Da ultimo, si deve osservare come rilevante, ai fini del giudizio sulla contingente coincidenza concettuale fra detenzione e trasporto, appaia la circostanza che i giudici di merito abbiamo ritenuto debitamente provata la sussistenza dell’esimente della destinazione ad uso personale dello stupefacente detenuto.
Tale dimostrata finalizzazione condiziona, pertanto, in senso favorevole all’indagato la qualificazione giuridica del fatto attribuito, escludendo che – nel caso che ci occupa – si possa ravvisare una prevalenza della condotta illecita di trasporto rispetto a quella scriminata di detenzione.
Il concetto di trasporto, infatti, esprime la sua autonoma importanza di rilievo penale, solo se in grado di evocare il metus di “una futura attività di cessione o di illecita detenzione a tali fini” (n.d.a. di spaccio).
Il trasporto per uso personale – che si risolve in una forma di detenzione qualificata – appare incompatibile con tale situazione, connotata dalla potenziale diffusività della condotta.

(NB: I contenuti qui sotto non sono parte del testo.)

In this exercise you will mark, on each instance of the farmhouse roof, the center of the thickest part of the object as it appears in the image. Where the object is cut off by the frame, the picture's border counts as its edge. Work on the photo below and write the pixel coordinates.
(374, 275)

Le risultanze fattuali della fattispecie – ad opinione sia dei giudici di merito, che di quelli di legittimità – (nonostante la droga fosse stata rinvenuta addosso all’indagato, mentre nel vano portaoggetti dell’auto vi era un coltellino con tracce di stupefacenti) non erano, infatti, tali da potere contraddire efficacemente la tesi difensiva della destinazione ad un uso esclusivamente personale.
In tal modo trasporto e detenzione si vengono a fondere in un situazione di unicità e costituiscono, quindi, un illecito amministrativo.